【クレジットカードの選び方】ポイント還元率と合わせて見ておきたい6項目

ポイント還元率

ポイント還元率は「100円の利用に対する円の還元率」だが、「①年会費」+「②利用頻度」+「③ポイントの使い道」+「④ポイントの有効期限」+「⑤特典」+「⑥ポイントUPモール」の6項目から、トータル的にお得かどうかを判断しよう。これを知っておけばポイント還元率の概念が大きく変わるため、クレジットカードの選び方が広くなる。

1. ポイント還元率の使い方

クレジットカードの選び方はポイント還元率を優先的に見るのが主流だ。何故なら、「ポイントがお得」という分かりやすいメリットから判断できるからだ。

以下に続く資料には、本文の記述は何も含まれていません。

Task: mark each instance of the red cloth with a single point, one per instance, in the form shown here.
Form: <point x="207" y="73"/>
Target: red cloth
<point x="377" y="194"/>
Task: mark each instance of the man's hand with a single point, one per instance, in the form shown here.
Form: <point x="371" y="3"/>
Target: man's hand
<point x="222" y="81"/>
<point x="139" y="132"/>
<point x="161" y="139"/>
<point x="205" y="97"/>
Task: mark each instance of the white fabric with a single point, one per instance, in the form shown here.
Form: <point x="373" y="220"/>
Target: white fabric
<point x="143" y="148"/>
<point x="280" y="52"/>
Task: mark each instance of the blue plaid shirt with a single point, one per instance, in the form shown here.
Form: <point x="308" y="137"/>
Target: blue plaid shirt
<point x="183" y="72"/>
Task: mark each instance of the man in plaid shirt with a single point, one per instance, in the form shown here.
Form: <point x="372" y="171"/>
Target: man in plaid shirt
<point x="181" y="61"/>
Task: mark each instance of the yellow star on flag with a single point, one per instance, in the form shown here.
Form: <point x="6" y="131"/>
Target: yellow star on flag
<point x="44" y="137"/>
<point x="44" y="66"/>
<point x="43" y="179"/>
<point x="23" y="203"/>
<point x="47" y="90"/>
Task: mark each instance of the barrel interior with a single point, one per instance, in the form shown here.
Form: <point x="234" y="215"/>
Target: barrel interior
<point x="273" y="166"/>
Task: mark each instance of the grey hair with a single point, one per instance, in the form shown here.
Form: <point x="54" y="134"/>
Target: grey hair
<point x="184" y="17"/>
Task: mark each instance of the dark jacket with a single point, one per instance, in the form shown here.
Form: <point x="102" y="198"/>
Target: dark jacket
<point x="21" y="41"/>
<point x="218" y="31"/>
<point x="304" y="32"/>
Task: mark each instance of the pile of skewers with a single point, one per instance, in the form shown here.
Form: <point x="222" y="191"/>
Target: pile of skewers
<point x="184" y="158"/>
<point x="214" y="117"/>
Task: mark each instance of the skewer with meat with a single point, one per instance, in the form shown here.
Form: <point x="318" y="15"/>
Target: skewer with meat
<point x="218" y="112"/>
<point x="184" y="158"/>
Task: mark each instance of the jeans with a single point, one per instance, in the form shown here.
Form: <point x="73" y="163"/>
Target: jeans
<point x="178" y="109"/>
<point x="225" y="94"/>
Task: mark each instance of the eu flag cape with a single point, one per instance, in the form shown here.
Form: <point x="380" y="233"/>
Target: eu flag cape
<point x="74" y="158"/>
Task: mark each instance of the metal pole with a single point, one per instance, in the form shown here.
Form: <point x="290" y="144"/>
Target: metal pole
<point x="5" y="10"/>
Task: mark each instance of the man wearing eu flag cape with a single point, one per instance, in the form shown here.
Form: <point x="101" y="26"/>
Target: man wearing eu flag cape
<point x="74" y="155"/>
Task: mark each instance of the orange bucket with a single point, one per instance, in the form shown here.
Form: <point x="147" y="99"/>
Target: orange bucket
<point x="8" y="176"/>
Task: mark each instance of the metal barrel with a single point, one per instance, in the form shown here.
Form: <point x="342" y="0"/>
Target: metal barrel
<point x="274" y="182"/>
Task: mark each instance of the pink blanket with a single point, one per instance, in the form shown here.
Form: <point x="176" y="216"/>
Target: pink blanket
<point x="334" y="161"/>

ポイント還元率は何を基準にするのかによって数字が変わることを覚えておきたい。

  • 平均値
  • 最低ポイント還元率
  • 最高ポイント還元率

ポイント還元率を重視する場合にランキングを参考にするのが便利だが、その時に○○%~○○%という表記を見かけると思う。基本的にどんなランキングでも最低ポイント還元率を表記するのが常識だが、最高ポイント還元率については作成者によって判断が異なる。

1-1. 平均値とは?

ポイント還元率の平均値というのは、最低ポイント還元率と最高ポイント還元率を算出して間を取った数字だ。しかし、ランキングではこの数字を見かけることはほぼない。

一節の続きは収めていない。